Local JSON
This destination is meant to be used on a local workstation and won't work on Kubernetes production deployments. This is because the destination writes data to the local filesystem of the container, which is not accessible outside the pod in a Kubernetes environment unless you configure persistent volumes.
Overview
This destination writes data to a directory on the filesystem within the Airbyte container. All data is written under the /local
directory inside the container.
Sync Overview
Output schema
Each stream will be output into its own file. Each file will a collections of json
objects containing 3 fields:
_airbyte_ab_id
: a uuid assigned by Airbyte to each event that is processed._airbyte_emitted_at
: a timestamp representing when the event was pulled from the data source._airbyte_data
: a json blob representing with the extracted data.
Features
Feature | Supported | |
---|---|---|
Full Refresh Sync | Yes | |
Incremental - Append Sync | Yes | |
Incremental - Append + Deduped | No | |
Namespaces | No |
Performance considerations
This integration will be constrained by the speed at which your filesystem accepts writes.
Getting Started
The destination_path
will always start with /local
whether it is specified by the user or not. Any directory nesting within local will be mapped onto the local mount.

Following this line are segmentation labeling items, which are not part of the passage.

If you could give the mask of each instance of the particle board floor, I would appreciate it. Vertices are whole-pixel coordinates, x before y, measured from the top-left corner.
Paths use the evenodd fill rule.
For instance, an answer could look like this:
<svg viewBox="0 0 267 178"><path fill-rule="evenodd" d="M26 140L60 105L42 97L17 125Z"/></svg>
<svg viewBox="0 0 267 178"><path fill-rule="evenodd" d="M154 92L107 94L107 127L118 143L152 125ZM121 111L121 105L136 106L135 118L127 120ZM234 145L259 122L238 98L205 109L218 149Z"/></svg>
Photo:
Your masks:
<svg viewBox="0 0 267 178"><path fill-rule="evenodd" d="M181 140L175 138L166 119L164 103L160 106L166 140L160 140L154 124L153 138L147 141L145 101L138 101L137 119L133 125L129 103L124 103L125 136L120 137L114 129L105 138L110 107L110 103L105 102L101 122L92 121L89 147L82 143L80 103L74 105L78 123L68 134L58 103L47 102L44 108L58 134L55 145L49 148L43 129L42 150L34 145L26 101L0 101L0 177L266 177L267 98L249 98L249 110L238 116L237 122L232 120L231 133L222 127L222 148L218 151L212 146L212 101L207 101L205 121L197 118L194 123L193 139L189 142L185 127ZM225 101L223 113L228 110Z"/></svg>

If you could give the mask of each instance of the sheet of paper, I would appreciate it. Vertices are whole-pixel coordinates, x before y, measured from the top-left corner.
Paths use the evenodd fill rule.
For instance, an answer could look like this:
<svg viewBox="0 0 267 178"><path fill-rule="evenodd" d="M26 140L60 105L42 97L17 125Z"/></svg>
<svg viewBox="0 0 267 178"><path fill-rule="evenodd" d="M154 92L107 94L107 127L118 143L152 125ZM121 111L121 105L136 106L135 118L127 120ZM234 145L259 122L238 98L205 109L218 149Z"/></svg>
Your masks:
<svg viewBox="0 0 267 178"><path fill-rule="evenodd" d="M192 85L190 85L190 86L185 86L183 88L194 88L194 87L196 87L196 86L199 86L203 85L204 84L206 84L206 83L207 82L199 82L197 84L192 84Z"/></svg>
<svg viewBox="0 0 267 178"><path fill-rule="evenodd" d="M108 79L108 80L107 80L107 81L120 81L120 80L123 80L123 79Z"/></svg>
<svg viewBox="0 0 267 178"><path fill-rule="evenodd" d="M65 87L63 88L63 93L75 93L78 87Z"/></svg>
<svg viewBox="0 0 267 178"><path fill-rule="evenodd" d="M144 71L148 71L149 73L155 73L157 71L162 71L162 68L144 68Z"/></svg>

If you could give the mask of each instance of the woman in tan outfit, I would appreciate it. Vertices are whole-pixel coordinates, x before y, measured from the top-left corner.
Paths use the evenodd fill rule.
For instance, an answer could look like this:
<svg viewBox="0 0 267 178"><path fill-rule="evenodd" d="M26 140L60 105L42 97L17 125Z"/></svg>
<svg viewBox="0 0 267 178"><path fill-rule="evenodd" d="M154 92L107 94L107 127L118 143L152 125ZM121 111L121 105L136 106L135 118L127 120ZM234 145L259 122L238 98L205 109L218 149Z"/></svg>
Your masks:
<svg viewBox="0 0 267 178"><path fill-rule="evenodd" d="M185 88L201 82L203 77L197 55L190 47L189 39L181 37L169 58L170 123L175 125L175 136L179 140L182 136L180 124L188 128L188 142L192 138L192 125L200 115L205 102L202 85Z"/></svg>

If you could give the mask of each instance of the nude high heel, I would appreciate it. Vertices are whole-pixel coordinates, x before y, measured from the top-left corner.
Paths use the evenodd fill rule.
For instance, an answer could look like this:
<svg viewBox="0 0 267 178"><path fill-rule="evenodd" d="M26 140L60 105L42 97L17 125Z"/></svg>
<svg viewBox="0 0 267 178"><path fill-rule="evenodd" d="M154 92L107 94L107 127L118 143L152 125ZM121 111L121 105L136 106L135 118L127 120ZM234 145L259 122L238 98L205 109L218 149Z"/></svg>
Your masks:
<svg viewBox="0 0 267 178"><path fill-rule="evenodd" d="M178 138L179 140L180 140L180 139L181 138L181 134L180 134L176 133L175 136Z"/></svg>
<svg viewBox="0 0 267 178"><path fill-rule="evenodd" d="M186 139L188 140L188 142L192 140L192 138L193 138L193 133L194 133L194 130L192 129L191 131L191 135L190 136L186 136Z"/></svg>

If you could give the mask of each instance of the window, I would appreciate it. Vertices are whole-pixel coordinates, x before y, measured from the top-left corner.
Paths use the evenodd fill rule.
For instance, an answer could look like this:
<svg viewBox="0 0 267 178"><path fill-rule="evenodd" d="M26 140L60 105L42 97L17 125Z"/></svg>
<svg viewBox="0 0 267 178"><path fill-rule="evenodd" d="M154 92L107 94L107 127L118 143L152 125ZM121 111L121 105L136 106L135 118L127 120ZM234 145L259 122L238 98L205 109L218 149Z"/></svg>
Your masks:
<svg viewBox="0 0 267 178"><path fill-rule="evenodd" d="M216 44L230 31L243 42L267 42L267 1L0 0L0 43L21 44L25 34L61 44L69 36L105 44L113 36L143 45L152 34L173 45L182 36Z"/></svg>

The connector code enforces that all paths must be under the /local
directory. If you provide a path that doesn't start with /local
, it will be automatically prefixed with /local
. Attempting to write to a location outside the /local
directory will result in an error.
When using abctl to deploy Airbyte locally, the data is stored within the Kubernetes cluster created by abctl. You'll need to use kubectl commands to access the data as described in the "Access Replicated Data Files" section below.
Example:
- If
destination_path
is set to/local/cars/models
- then all data will be written to
/local/cars/models
directory inside the container
Using with Kubernetes (abctl)
Since Airbyte runs in a Kubernetes cluster managed by abctl, you need to follow these steps to properly configure and access data:
-
Create a Persistent Volume
- First, create a persistent volume claim (PVC) in your Kubernetes cluster:
kubectl --kubeconfig ~/.airbyte/abctl/abctl.kubeconfig --namespace airbyte-abctl apply -f - <<EOF
apiVersion: v1
kind: PersistentVolumeClaim
metadata:
name: local-json-data
spec:
accessModes:
- ReadWriteOnce
resources:
requests:
storage: 1Gi
EOF
- First, create a persistent volume claim (PVC) in your Kubernetes cluster:
-
Configure the Destination
- When setting up your Local JSON destination, set the destination path to
/local/data
- In the Airbyte UI, create or edit your connection to use this destination
- When setting up your Local JSON destination, set the destination path to
-
Access Data After Sync Completion
- For completed pods where the data is stored in the persistent volume, create a temporary pod with the volume mounted:
kubectl --kubeconfig ~/.airbyte/abctl/abctl.kubeconfig --namespace airbyte-abctl apply -f - <<EOF
apiVersion: v1
kind: Pod
metadata:
name: file-access
spec:
containers:
- name: file-access
image: busybox
command: ["sh", "-c", "ls -la /data && sleep 3600"]
volumeMounts:
- name: data-volume
mountPath: /data
volumes:
- name: data-volume
persistentVolumeClaim:
claimName: local-json-data
EOF - Then access the pod to view files:
kubectl --kubeconfig ~/.airbyte/abctl/abctl.kubeconfig --namespace airbyte-abctl exec -it file-access -- sh
- To view file contents directly:
kubectl --kubeconfig ~/.airbyte/abctl/abctl.kubeconfig --namespace airbyte-abctl exec -it file-access -- cat /data/your_stream_name/*.jsonl
- When finished, delete the temporary pod:
kubectl --kubeconfig ~/.airbyte/abctl/abctl.kubeconfig --namespace airbyte-abctl delete pod file-access
- For completed pods where the data is stored in the persistent volume, create a temporary pod with the volume mounted:
-
Alternative: View File Paths in Logs
- If you can't mount the volume, you can at least see the file paths in the logs:
kubectl --kubeconfig ~/.airbyte/abctl/abctl.kubeconfig --namespace airbyte-abctl logs <pod-name> | grep "File output:"
- If you can't mount the volume, you can at least see the file paths in the logs:
Note: The exact pod name will depend on your specific connection ID and sync attempt. Look for pods with names containing "destination" and your connection ID.
If you are running Airbyte on Windows, you may need to adjust these commands accordingly. You can also refer to the alternative file access methods for other approaches.